Chapter 26: Bridal Times

“Mummy can we wash clothes?”

“Wash clothes?” Kirti was surprised.

“Yes. We saw the ladies wash clothes by the well. We drew a bucket of water too. We wanted to help them but they didn’t let us. Now we want to wash clothes by the hand pump. Can we?” Shikha jumped up and down in excitement while Rajani stood by expectantly in silent but obvious support.

“Clothes have all been washed.” Kirti said shortly and went back to cooking.

“Mummy please! Our clothes are dirty we can wash these.” Shikha disappeared. Rajani gave Kirti an apprehensive glance before following Shikha. They quickly changed clothes and carried them out to the hand pump.

“Arre what are you girls doing?”

“Nothing Biji, just washing clothes,” Shikha said demurely, “we want to learn how.”

“Hmpph,” grunted Biji, “finally showing some sense.”

Shikha and Rajani grinned triumphantly at each other, now Kirti wouldn’t be able to object, they would get tips from Biji and get into her good books. “Tell us what to do Biji,” pleaded Shikha.

Under Biji’s eagle eye and exacting standards, the girls got their first tutorial on washing clothes and an earful each.
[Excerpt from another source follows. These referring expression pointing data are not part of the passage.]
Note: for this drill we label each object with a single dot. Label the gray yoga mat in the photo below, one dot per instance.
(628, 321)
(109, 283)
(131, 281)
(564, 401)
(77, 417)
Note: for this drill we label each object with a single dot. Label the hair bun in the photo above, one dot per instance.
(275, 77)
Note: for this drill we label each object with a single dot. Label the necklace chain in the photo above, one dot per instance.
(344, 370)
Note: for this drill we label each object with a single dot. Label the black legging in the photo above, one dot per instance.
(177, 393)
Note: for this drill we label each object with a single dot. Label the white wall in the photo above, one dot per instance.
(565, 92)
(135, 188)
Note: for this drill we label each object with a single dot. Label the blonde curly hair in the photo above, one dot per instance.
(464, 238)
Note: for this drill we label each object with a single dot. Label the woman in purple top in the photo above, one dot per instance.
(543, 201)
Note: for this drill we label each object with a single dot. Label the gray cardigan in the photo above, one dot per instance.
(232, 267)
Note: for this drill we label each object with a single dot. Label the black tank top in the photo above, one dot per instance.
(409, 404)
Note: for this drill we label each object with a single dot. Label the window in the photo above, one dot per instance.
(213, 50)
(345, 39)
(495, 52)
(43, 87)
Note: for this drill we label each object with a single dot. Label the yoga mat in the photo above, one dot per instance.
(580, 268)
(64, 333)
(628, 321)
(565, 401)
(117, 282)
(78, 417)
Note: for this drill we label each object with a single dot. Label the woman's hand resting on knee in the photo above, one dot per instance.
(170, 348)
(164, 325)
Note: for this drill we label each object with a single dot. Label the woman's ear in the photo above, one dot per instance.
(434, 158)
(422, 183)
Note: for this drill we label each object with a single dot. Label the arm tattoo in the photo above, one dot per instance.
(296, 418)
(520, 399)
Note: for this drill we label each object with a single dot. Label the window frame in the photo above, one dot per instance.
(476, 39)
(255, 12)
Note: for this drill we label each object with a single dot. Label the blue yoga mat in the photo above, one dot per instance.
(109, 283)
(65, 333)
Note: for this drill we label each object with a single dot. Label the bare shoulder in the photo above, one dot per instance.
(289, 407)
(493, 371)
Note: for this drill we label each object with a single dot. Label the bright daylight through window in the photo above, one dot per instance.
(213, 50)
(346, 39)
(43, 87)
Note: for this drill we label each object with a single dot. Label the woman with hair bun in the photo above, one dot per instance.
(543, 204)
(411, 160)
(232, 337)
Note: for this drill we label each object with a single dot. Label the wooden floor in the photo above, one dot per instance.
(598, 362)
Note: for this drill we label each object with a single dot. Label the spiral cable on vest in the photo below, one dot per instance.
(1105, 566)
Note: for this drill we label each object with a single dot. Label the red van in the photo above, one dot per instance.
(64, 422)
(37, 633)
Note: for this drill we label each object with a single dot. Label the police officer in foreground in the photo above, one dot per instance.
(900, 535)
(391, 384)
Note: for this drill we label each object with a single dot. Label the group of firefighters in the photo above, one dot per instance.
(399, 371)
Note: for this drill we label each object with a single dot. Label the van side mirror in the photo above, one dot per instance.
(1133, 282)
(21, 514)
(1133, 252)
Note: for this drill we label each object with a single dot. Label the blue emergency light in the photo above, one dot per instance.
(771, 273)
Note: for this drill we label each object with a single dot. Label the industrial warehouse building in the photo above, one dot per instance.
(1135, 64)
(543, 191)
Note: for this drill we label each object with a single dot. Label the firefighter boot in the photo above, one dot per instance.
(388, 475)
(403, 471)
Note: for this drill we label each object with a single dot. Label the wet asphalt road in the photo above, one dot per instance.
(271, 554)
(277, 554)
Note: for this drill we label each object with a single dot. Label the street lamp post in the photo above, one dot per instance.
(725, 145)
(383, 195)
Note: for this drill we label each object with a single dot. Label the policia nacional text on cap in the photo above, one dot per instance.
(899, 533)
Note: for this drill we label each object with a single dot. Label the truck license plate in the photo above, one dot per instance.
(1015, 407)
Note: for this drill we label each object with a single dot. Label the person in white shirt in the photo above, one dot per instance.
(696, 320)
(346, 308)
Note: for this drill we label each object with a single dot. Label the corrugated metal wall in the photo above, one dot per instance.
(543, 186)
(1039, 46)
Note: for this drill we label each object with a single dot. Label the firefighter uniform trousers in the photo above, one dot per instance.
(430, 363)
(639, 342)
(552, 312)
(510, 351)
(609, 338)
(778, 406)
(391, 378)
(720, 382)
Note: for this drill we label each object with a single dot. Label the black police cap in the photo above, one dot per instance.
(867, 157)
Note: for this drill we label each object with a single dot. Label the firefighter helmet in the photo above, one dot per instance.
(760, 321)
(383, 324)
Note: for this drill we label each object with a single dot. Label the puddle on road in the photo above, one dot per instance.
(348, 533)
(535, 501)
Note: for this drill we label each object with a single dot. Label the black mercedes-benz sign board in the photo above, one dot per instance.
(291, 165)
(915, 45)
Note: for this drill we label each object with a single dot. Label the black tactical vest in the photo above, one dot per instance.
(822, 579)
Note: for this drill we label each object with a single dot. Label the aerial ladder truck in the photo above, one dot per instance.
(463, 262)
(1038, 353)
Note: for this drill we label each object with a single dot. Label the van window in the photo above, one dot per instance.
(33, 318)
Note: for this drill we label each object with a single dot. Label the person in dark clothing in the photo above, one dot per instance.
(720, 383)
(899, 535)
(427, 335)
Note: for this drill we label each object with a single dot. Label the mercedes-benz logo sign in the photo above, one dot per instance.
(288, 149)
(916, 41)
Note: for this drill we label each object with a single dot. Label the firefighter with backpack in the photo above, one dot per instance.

They escaped a thrashing only by virtue of being girls and the fact that Rajani was, all said and done, a guest.

It was all going well. They splashed about and made mounds of lather, blew into each other, got completely soaked, held two ends of a frock and twisted it until all the water had been wrung out, just like Biji told them to. And then came the final step. Hanging up the wash on the clothesline, which was a bit high for them. They dragged a stool to reach the clothesline. Unmindfully, Shikha stood on the edge of the stool and leaned too much. As she fell, she very naturally grabbed at the string for support. Unable to bear the weight, the string snapped.

All the clothes, Shikha and even Rajani (who was near) all fell down with a crash.
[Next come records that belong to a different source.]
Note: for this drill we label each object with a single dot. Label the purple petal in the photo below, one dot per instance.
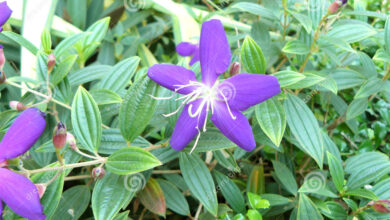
(171, 76)
(186, 49)
(237, 130)
(23, 133)
(245, 90)
(20, 195)
(215, 53)
(186, 126)
(5, 13)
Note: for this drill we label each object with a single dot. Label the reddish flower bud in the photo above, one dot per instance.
(17, 106)
(3, 77)
(41, 189)
(98, 172)
(334, 6)
(71, 141)
(59, 136)
(3, 164)
(2, 58)
(381, 206)
(51, 62)
(235, 69)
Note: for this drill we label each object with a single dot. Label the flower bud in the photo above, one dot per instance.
(381, 206)
(51, 62)
(17, 106)
(41, 189)
(334, 7)
(59, 136)
(98, 172)
(3, 164)
(71, 141)
(235, 69)
(2, 58)
(3, 78)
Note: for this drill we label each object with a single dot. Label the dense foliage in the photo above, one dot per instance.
(322, 144)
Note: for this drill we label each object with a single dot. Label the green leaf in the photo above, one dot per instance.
(356, 108)
(52, 196)
(21, 41)
(307, 209)
(137, 108)
(76, 200)
(116, 191)
(303, 19)
(152, 198)
(131, 160)
(174, 198)
(256, 202)
(387, 35)
(255, 9)
(256, 180)
(105, 96)
(305, 128)
(252, 56)
(230, 192)
(285, 177)
(253, 214)
(287, 77)
(371, 87)
(86, 120)
(296, 47)
(120, 75)
(351, 31)
(362, 193)
(198, 179)
(63, 69)
(336, 171)
(272, 119)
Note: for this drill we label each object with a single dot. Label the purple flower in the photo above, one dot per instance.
(5, 13)
(186, 49)
(224, 100)
(17, 191)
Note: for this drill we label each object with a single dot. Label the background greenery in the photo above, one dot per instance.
(322, 144)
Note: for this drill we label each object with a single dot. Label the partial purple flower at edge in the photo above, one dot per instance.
(225, 100)
(5, 13)
(187, 49)
(17, 191)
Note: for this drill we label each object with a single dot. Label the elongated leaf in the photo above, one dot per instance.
(86, 120)
(306, 209)
(137, 109)
(305, 128)
(114, 190)
(272, 119)
(120, 75)
(174, 198)
(285, 177)
(230, 191)
(198, 179)
(336, 171)
(131, 160)
(252, 57)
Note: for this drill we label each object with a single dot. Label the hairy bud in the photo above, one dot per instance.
(41, 189)
(71, 141)
(51, 62)
(235, 69)
(59, 136)
(17, 106)
(98, 172)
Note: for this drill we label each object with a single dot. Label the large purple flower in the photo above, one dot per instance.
(225, 100)
(5, 13)
(17, 191)
(187, 49)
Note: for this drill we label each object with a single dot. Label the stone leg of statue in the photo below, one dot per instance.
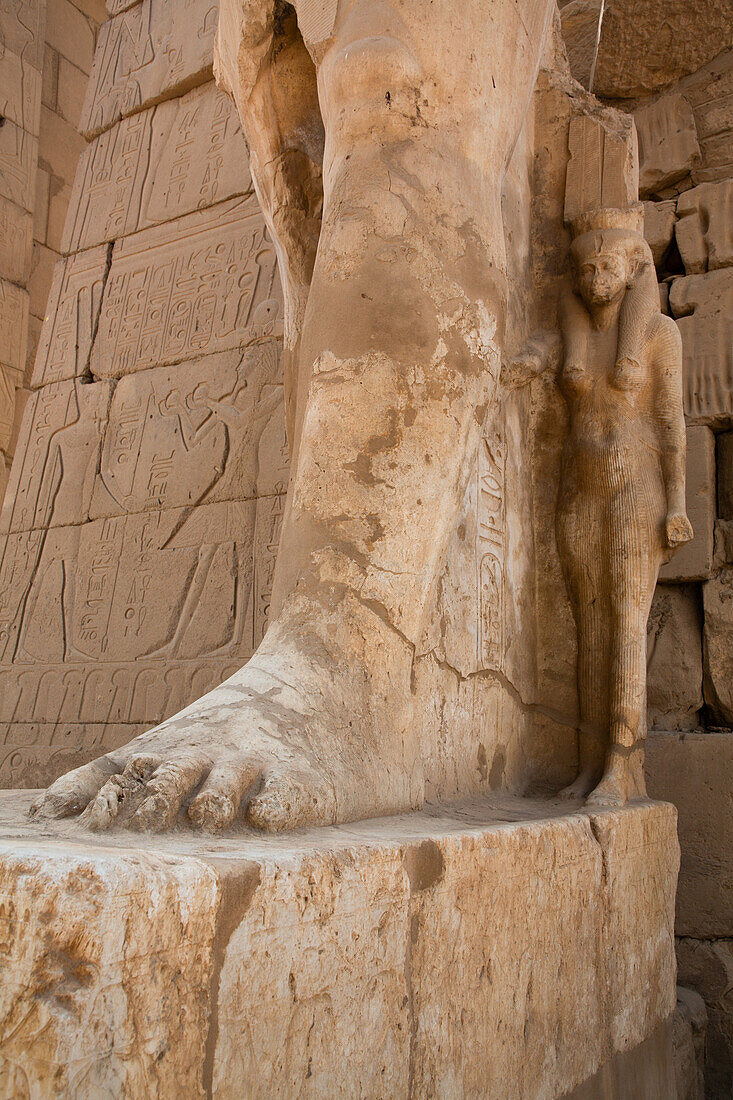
(580, 531)
(635, 558)
(397, 362)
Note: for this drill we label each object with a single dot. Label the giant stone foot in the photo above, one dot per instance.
(288, 740)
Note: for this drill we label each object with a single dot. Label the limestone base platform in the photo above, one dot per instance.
(500, 948)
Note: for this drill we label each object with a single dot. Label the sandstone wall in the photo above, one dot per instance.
(144, 501)
(45, 64)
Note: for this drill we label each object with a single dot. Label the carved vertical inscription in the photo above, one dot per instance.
(490, 548)
(190, 287)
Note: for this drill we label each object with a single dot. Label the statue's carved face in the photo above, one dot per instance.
(602, 276)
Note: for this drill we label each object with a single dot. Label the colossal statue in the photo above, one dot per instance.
(621, 508)
(378, 152)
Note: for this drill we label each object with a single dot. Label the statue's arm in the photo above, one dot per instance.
(669, 422)
(261, 59)
(639, 306)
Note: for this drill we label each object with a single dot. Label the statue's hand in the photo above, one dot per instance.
(678, 529)
(542, 352)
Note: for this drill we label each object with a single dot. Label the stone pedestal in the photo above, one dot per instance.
(492, 949)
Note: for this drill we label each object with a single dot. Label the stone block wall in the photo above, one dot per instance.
(141, 521)
(44, 72)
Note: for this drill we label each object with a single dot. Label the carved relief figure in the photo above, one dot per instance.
(68, 475)
(621, 508)
(391, 251)
(226, 514)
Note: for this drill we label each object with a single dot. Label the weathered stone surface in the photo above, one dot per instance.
(707, 966)
(675, 658)
(13, 326)
(179, 156)
(198, 285)
(704, 230)
(19, 153)
(710, 91)
(648, 1068)
(646, 48)
(689, 1026)
(20, 91)
(603, 168)
(401, 952)
(695, 561)
(57, 457)
(580, 25)
(21, 30)
(668, 146)
(15, 242)
(72, 317)
(703, 305)
(718, 646)
(693, 772)
(723, 542)
(187, 437)
(659, 220)
(724, 466)
(143, 55)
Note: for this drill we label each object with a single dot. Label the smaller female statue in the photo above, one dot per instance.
(621, 508)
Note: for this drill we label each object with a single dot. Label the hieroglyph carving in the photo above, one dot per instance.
(621, 507)
(378, 153)
(124, 514)
(186, 288)
(183, 155)
(143, 54)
But it was Biji’s shriek that brought everybody running. After assuring herself that the girls weren’t injured, she went off on a tirade that hurt more than the fall. Lalit picked up the girls and sat them down for a quiet game of Snakes and ladders while Kirti had to wash and put the clothes to dry all over again.

Lunch was delayed by almost an hour.

Later that evening, the girls accompanied Kirti to ‘see’ the new bride. A fairly simple and exciting event one would think. But in reality it was anything but – first there was the incident regarding the gift for the ‘munhdikhayi’ custom.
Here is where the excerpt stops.